Know About the Ancient Medieval History of this Place
The Kols originally inhabited the Himalayan region. They were later joined by the Indo-Aryan khas tribe from the North Western part during the Vedic period. During the Vedic period the Uttarakhand region was served by both the sadhus as well as rishis. As per the legend, Sage Vyasa first scripted The Mahabharata as it is believed that the Pandavas have camped and stayed in this particular region.
Kunindas in the 2nd century were one among the first major dynasties and they practised Shaivism at its earliest forms. These people traded in Salt with the Western part of Tibet. Again between the 7th and the 14th centuries, the Katyuri dynasty started dominating lands of varying areas starting from the Katyur valley in the Kumaon region.
By the middle period the region again got consolidated under the Kumaon kingdom in the Eastern part of the country and the Garhwal kingdom in the Western part of the country. From the 13th till the 18th century, Kumaon kingdom grew and prospered under the Chand Rajas and they actually had their origin in the Indian plains.
During this time, there were new forms of painting also started being developed. The modern day Garhwal was unified under the Panwar rajas and they came to the plains along with Rajputs and also the Brahmins.

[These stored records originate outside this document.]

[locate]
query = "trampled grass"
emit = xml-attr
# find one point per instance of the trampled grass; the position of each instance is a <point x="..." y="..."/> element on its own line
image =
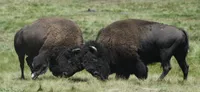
<point x="14" y="14"/>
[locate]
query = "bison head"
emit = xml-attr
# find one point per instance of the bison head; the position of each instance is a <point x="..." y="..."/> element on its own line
<point x="95" y="60"/>
<point x="67" y="61"/>
<point x="40" y="65"/>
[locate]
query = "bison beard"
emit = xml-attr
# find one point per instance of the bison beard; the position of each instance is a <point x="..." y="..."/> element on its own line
<point x="125" y="47"/>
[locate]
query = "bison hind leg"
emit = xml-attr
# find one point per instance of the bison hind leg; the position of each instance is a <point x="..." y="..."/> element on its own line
<point x="21" y="60"/>
<point x="141" y="70"/>
<point x="180" y="56"/>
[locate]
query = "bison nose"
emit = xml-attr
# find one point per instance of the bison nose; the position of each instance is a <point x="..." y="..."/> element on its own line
<point x="65" y="73"/>
<point x="95" y="73"/>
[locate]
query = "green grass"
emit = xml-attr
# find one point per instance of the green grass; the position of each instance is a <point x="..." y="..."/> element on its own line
<point x="14" y="14"/>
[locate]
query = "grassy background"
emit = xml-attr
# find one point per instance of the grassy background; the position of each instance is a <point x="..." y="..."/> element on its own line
<point x="14" y="14"/>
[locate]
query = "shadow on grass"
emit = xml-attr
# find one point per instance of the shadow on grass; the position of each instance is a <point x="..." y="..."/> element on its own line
<point x="77" y="79"/>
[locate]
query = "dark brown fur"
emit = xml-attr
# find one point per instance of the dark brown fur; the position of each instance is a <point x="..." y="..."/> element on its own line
<point x="42" y="35"/>
<point x="126" y="43"/>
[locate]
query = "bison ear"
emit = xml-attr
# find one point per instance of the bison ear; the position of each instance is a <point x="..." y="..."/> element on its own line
<point x="76" y="50"/>
<point x="93" y="49"/>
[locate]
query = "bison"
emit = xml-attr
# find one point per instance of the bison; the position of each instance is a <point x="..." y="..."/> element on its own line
<point x="39" y="40"/>
<point x="127" y="46"/>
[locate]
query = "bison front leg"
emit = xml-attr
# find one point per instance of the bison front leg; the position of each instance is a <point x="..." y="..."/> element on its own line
<point x="21" y="60"/>
<point x="165" y="56"/>
<point x="29" y="61"/>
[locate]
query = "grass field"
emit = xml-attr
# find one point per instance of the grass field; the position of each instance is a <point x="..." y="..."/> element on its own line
<point x="14" y="14"/>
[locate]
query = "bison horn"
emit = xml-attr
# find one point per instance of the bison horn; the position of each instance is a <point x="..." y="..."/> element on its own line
<point x="76" y="49"/>
<point x="93" y="48"/>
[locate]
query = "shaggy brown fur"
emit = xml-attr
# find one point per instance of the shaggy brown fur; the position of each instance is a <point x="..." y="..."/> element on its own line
<point x="37" y="39"/>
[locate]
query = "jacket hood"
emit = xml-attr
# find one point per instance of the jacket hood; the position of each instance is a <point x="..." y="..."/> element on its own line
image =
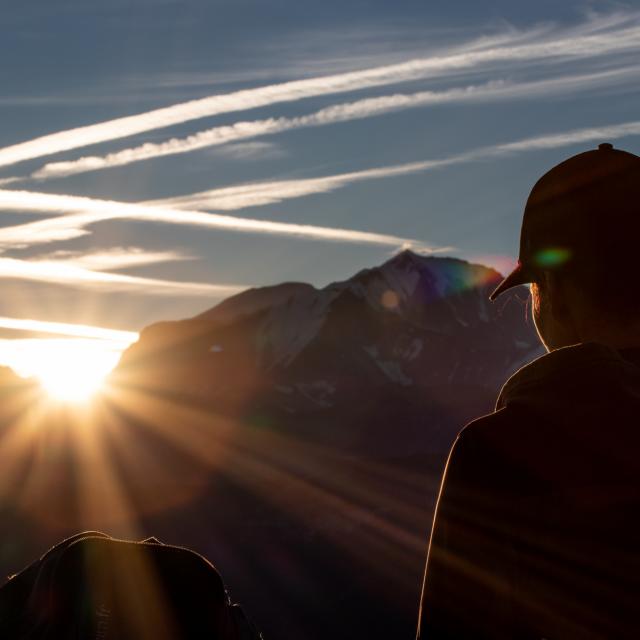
<point x="575" y="381"/>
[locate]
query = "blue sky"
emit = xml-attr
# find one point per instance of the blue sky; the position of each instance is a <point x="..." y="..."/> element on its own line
<point x="418" y="124"/>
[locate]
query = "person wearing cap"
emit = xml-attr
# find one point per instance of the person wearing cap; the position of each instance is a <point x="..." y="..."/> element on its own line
<point x="536" y="532"/>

The Changes that Happened Post Independence
After India was independent the princely state of Tehri got merged with Uttar Pradesh. The Uttarakhand was composed of Kumaon and also Garhwal divisions. Till the year 1998, this region was mainly referred to as Uttarakhand. After that there were a number of new political groups coming up and they started fighting for an absolutely separate state.
The hill kingdoms of Kumaon and Garhwal are each others rivals and they have varied cultural as well as linguistic influences. But due to the closeness of the various ethnic groups and their similar economy, geography, tradition and culture created a strong bond between the Kumaon and the Garhwal regions.
It was due to this new bond that there was a new political identity formed from the year 1990. This new unity between these two communities gained momentum in the year 1994. The demand for separate state got very wide acceptance among the local people.
Uttarakhand was Finally Born
This state was born when there was a new round of state re-organization in the year1998. The name change of the state resulted in a lot of agitation among the state activists who considered this to be a political act.
However, inspite of all the problems, from the month of January 2007, Uttarakhand started being used and the hill states of Kumaon and Garhwal finally got a name that reflects their cultural past and heritage.